Ia menegaskan, KPID memiliki peran strategis dalam menjaga kualitas penyiaran di daerah. Keberadaan lembaga tersebut dibutuhkan untuk memastikan penyiaran di Riau berjalan sesuai dengan ketentuan dan tetap memberikan manfaat bagi masyarakat.
“Pada akhirnya kepentingan yang lebih besar adalah masyarakat Riau. Kita membutuhkan KPID yang bisa segera bekerja dan menjalankan tugasnya. Karena itu, kalau seluruh proses seleksi sudah dilalui, sebaiknya proses berikutnya juga diberikan kepastian,” katanya.
Keberatan Silakan Disampaikan, Tetapi Harus Melalui Mekanisme
Barry tidak mempersoalkan apabila terdapat pihak yang menyampaikan keberatan terhadap hasil seleksi.
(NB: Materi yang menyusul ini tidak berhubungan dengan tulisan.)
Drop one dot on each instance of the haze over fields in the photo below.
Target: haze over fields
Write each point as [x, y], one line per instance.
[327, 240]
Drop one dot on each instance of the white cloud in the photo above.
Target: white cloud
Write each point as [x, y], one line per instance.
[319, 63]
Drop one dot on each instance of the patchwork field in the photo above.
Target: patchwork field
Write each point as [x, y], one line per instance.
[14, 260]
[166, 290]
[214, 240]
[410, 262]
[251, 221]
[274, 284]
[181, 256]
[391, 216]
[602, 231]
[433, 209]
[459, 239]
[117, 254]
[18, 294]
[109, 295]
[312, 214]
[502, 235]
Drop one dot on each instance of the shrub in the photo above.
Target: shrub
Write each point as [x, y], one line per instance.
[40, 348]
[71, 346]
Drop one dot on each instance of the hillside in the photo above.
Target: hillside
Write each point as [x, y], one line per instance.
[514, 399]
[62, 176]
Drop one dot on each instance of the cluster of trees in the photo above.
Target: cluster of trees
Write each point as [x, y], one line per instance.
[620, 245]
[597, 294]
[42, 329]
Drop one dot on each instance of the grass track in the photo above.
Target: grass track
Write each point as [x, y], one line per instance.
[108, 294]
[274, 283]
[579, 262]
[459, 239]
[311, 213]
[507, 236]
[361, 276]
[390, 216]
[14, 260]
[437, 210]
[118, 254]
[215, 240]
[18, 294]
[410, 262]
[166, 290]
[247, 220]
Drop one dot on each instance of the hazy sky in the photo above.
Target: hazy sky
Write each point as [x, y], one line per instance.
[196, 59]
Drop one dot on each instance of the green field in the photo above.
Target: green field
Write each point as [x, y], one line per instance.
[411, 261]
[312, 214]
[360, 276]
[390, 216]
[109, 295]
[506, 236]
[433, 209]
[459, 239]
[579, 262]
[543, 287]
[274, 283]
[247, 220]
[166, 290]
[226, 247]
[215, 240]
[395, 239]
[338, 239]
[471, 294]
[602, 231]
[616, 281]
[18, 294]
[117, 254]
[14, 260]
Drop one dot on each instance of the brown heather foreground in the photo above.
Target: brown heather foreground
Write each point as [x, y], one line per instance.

Menurutnya, setiap keberatan tetap memiliki ruang untuk disampaikan melalui mekanisme yang tersedia.
Namun, ia mengingatkan agar keberatan tersebut tidak membuat proses yang telah berjalan panjang kembali berada dalam ketidakpastian.
“Kalau memang ada persoalan, tentu harus diselesaikan melalui mekanisme yang jelas. Tetapi jangan sampai proses yang sudah panjang dan melibatkan institusi DPRD kemudian kehilangan kepastian hanya karena dinamika politik,” tegasnya.
Ia berharap seluruh pihak dapat mengedepankan kepentingan kelembagaan dan masyarakat Riau di atas kepentingan politik maupun kelompok.
Menurut Barry, kepastian terhadap proses pelantikan KPID Riau penting agar lembaga tersebut dapat segera bekerja menjalankan tugas dan kewenangannya.
“Yang kita harapkan tentu bukan persoalan politiknya yang berkepanjangan, tetapi bagaimana KPID Riau segera memiliki komisioner yang definitif dan dapat bekerja untuk kepentingan masyarakat,” pungkasnya.